Griffin adds that getting granular will require long-term care operators to manage information in ways that once seemed unfathomable. “For example, An ACO will want to be able to predict how much, on average, it's going to cost for a 75- to 90-year-old congestive heart failure patient with two activities of daily living dependencies to go through your sub-acute care rehab and then home – without rehospitalization for 90 days,” Griffin reasoned. “You do that by stratifying your residents under various parameters. You'll need to do this if you're going to be considered a good, quality, cost-effective partner.”
Understanding outcomes and cost basis by Diagnosis Related Group – the RUGs-like term used by hospitals – will also be essential for skilled nursing facilities as they negotiate their way into an ACO, added Claypool.

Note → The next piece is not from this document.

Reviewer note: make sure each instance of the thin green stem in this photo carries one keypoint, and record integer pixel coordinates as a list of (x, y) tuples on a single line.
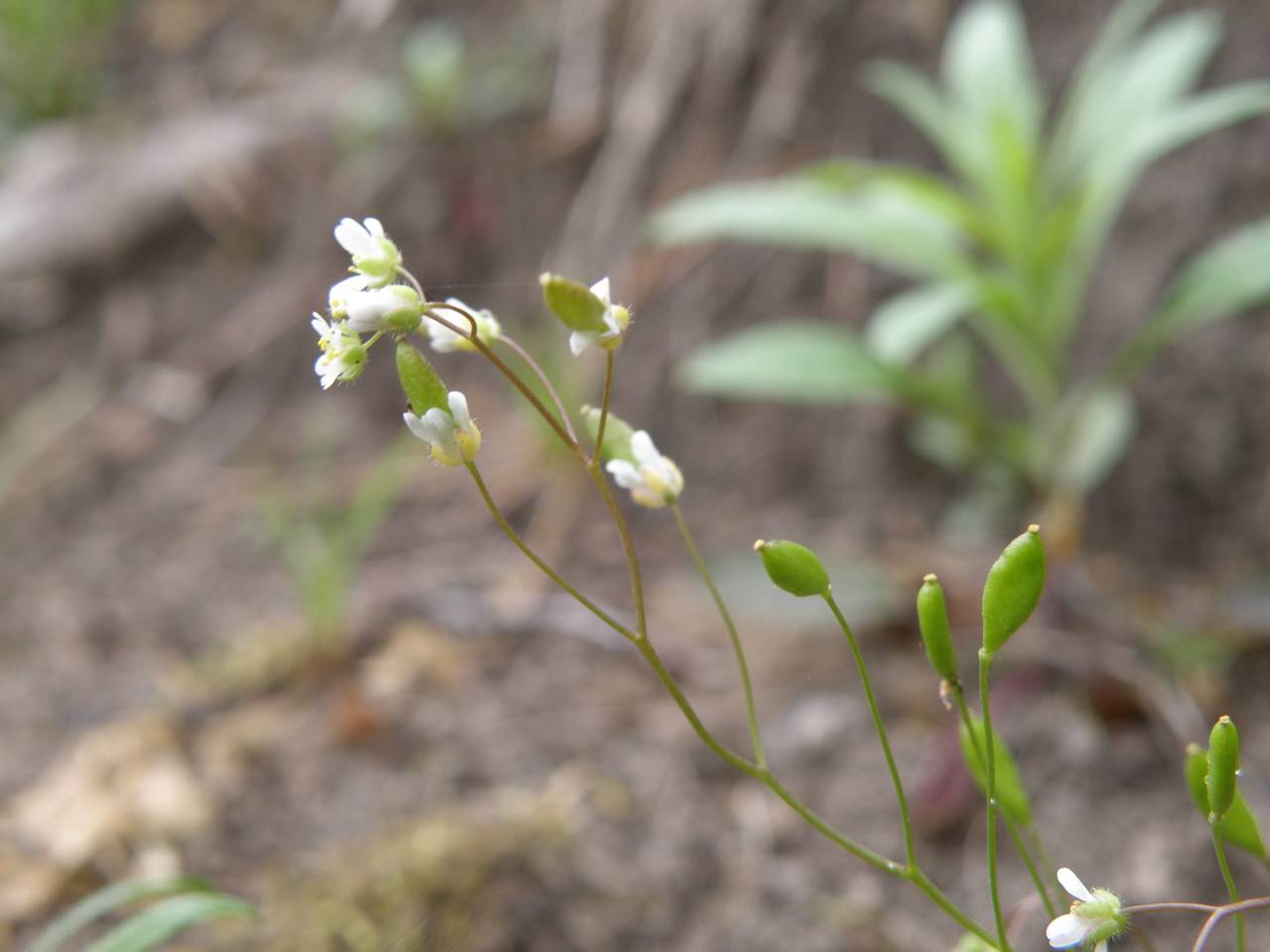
[(1011, 826), (539, 561), (603, 411), (543, 379), (993, 887), (737, 648), (906, 820), (1219, 848)]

Above all, though, sub-acute care facilities must be able to sit down at the ACO table and present their data in a way that clearly demonstrates an ability to help that ACO deliver on its promise of providing the highest quality of care at the lowest cost. In many cases, it'll be difficult for providers to gather the necessary information on their own.
“We're moving from collecting and reporting data to more analysis and decision support, and it's really going to be a challenge for a person to do that all on his or her own,” said Chase. “We'll need good analytical tools to help prompt us and make sure we're not missing something along the way.”
Taking time to review hospital data is also prudent for sub-acute care providers who want to position themselves well at the ACO table.
“There's a lot of available data that can give you a pretty good indication of a hospital's problems before ever sitting down with them,” Claypool noted. “If you know you've got a good track record, talent, skills and abilities to positively impact them [and can support that with data], imagine the conversation you'll have with that hospital CFO or CEO. You won't be coming with your hat in your hand begging for [business]. You'll be coming with a solution to a problem that the hospital is experiencing now, and that the ACO will inherit once it forms.”